CHAPTER 1 CLASH OF PAST & PRESENT
Redefining UsPART I. SUMMERAIN
PROLOGUE
What is love? I could give you a thousand definitions. I could pore through dictionaries, encyclopedias, novels, articles, the internet, and whatsoever just to come up with an intellectual-sounding answer. I can throw the most romantic lines in those cheesy movies we all love, or sing the sappiest love song that exists.
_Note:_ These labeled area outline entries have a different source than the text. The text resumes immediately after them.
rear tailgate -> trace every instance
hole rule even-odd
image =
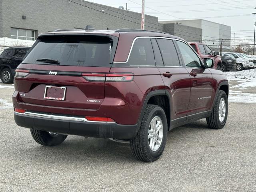
[[[82,76],[82,72],[106,73],[110,67],[76,67],[32,65],[30,74],[25,78],[16,77],[16,84],[22,102],[31,104],[72,108],[96,109],[105,97],[104,82],[89,81]],[[22,67],[21,65],[20,67]],[[76,71],[70,71],[75,69]],[[49,74],[50,72],[56,75]],[[65,99],[46,99],[46,86],[66,88]]]
[[[15,78],[20,101],[56,107],[98,109],[105,98],[104,75],[110,71],[118,40],[109,36],[65,35],[39,38],[18,67],[18,71],[28,72],[26,76]],[[50,61],[42,62],[42,59]],[[98,74],[102,80],[94,81],[95,77],[86,78],[84,74]]]

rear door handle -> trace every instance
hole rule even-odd
[[[194,72],[191,72],[190,73],[190,75],[191,76],[194,76],[194,77],[195,77],[197,75],[197,73],[195,73]]]
[[[164,77],[167,77],[168,78],[170,78],[172,75],[172,74],[170,73],[168,71],[166,71],[165,73],[163,73],[163,75]]]

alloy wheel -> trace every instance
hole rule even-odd
[[[219,104],[219,119],[222,122],[225,119],[226,115],[226,102],[224,98],[222,98]]]
[[[163,140],[164,128],[161,118],[158,116],[154,117],[148,128],[148,144],[153,151],[156,151],[161,145]]]
[[[242,69],[242,66],[240,64],[238,64],[236,66],[236,69],[238,70],[240,70]]]
[[[7,82],[10,78],[11,75],[8,71],[4,71],[2,73],[2,78],[4,81]]]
Now my real question is, how do you know if you’re IN LOVE? What is this phenomenon that everyone’s raving about? What is it about romance which swept the entire world by its feet despite its rather unrealistic whim? How come at my age I haven’t experienced being in a relationship or even this thing called heartbreak? Is love just about the butterflies and giddy feelings someone is able to elicit from you? I have experienced the highest and best form of love that is from God, as well as those from my family and friends. It’s just this romantic cliché that’s left on my list. After that, will I finally get the answers to my questions or will I be left hanging? Will I be one of those who gets her happily ever after or end with a once upon a time?
It’s funny because, yeah…after all those years, love finally came…somewhere in the rain…
2014
HER POV:
The moment has arrived...after so many months of battling it out with 99 other apprentices, the final rank is going to be unveiled. A part of me dreamed of being at least in the Top 10 but I also resigned to the idea that I could place in the lower 90s range.
100-90...89-70...69-50...49-30...29-19...19-11...and my name hasn't come up yet... is it true?? No, this must be a daydream...impossible..my name will appear on the 10th slot. Yes, I'm the 10th. It's more than what I deserve…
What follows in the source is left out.